Ehe sich Ipsen jedoch in seinem Garten hyggelig in die Hängematte legt, ereilt ihn schon der erste Anruf von Britta Blomdal und natürlich geht es um die erste Leiche. Mit Britta, einer bodenständigen und sympathischen Frau, hat Ipsen, auch wenn er zu Beginn ihre selbstgestrickte Kleidung eher skeptisch betrachtet, eine gute Ermittlerin an seiner Seite. Auch Tao Nguyen ist patent und fleißig und am liebsten im Innendienst.
Michael Kobr umkreist zu Beginn die Protagonisten und dazu zählt auch noch Ipsens Vorgänger, Morton Nygaard, der sich an sein Rentnerdasein so gar nicht gewöhnen kann. Zu gern steht er im Büro und lässt sich von Britta und Tao über den neuesten Stand der Ermittlung informieren, was Ipsen so gar nicht billigen kann. Aber Morten Nygaard ist ein Original und natürlich lädt er seinen Nachfolger auch gleich sehr förmlich zum Essen ein.
Klar ist, in Dänemark geht es freundlich zu.

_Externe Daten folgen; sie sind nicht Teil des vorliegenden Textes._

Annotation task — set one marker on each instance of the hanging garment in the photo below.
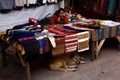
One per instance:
(6, 4)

Michael Kobr erspart den Lesenden die üblichen Revierkämpfe zwischen den Ermittlern, es gibt keine rassistischen Anspielungen der Kollegen untereinander und so wie alle beim neuen Fall an einem Strick ziehen, helfen sie sich auch im privaten Bereich, was Ipsen das Ankommen auf der Insel leicht macht.
Der neue Fall allerdings ist mehr als kompliziert. Der Schweinebauer Steffen Kristensen wurde erschlagen und danach in die Räucherkammer verfrachtet. Kein schöner Anblick und Geruch! Sehr klassisch beginnt nun die Polizeiarbeit und alles läuft in diesem Krimi auf die Frage hinaus: Wer war der Mörder? Klar ist, eine Frau konnte den Einundsechzigjährigen schwerlich durch die Gegend tragen. Schnell stellt sich heraus, dass das Opfer nicht sonderlich beliebt war. Immer drehten sich, ob privat oder beruflich, alle Konflikte ums liebe Geld. Wie bei jedem Fall beginnen nun die Befragungen und Auswertungen aller elektronischen Geräte. Und hier zeigt sich Tao als sehr geschickt. Wenn Ipsen auch das Umfeld des Opfers intensiv umkreist hat, es ergibt sich einfach kein Motiv. Als dann jedoch klar, wird, dass Kristensen, was alle erstaunt, ein Buch schreiben und vor allem ein Geheimnis lüften wollte, ergeben sich neue Verdachtsmomente und die haben eindeutig mit der Vergangenheit des Toten zu tun.
Auch wenn gemordet wird, dieser Dänemark – Krimi hat etwas sehr Sympathisches, denn die Figuren überzeugen durch ihre Integrität und Umsicht. Gemeint sind damit allerdings nur die Ermittler und eine bestimmte Inhaberin eines Restaurants, die Ipsen wohl mehr als nett findet. Alle anderen suchen nur nach ihren finanziellen Vorteilen. Und natürlich sind die Nachbarn des Opfers wie immer meckernde, cholerische Deutsche. Witzig sind die Anspielungen auf Kollegen von Ipsen, z.B. Wallander oder Dupin, die Krimifans ohne Zweifel kennen.
Keine Frage, der nächste Band kommt bestimmt und darauf darf man gespannt sein.